Nevertheless, AEMO still guarantees that Australia’s energy supply for the next five years is safe. With the support of new solar, wind, natural gas, batteries and water power projects, further energy production will not be needed until after 2026.
In particular, the 1,680 MW Liddell coal-fired power plant in New South Wales is expected to withdraw in 2023, prompting the federal government to intervene and start a 660 MW gas-fired power plant worth US$600 million to partially make up for the loss.
“It is expected that there will be no reliability gap in the next five years, mainly due to the new generation and storage capacity exceeding 4.4 gigawatts (GW), as well as transmission investment and lower peak demand forecasts,” Said Daniel Westman, CEO of AEMO.
However, aging coal-fired power plants designed to be decommissioned after 40 to 50 years of operation continue to threaten current energy stability.
In the past few months, unplanned power outages from coal-fired power plants have caused 400,000 Queenslanders to lose power, forcing Australia’s largest aluminum smelter to lose power five times in two weeks, and causing energy prices on the east coast of Australia to soar to last year’s three times.
These power outages included a power outage in Yallourn, which was forced to stop production in June after severely flooded parts of a nearby coal mine.
The report said: “The recent flood… has caused cracks in the wall of the mine through the mine, making it face a greater risk of flooding in the event of heavy rainfall in the future.”
Most importantly, AEMO estimated in its report that by 2025, in addition to Australia’s existing 50 GW energy storage, 8.9 GW of commercial and residential solar panels are expected to be installed on the east coast.
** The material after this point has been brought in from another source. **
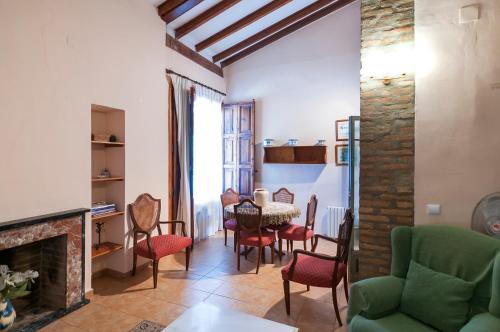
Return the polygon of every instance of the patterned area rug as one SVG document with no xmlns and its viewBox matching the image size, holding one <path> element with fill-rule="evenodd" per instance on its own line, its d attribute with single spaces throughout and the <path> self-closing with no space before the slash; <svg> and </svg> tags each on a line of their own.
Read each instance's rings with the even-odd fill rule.
<svg viewBox="0 0 500 332">
<path fill-rule="evenodd" d="M 161 332 L 165 326 L 160 325 L 158 323 L 143 320 L 136 327 L 134 327 L 130 332 Z"/>
</svg>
The Australian Energy Safety Board (ESB) issued a warning last month that the rapidly growing supply of solar and wind energy has brought serious loopholes to energy security, and that intermittent power generation lacks the quality required for a strong power grid.
The ESB’s proposal to the Minister of Energy will seek to address several of these energy security issues, including capacity mechanisms that encourage dispatchable energy production, such as water power, batteries, and natural gas.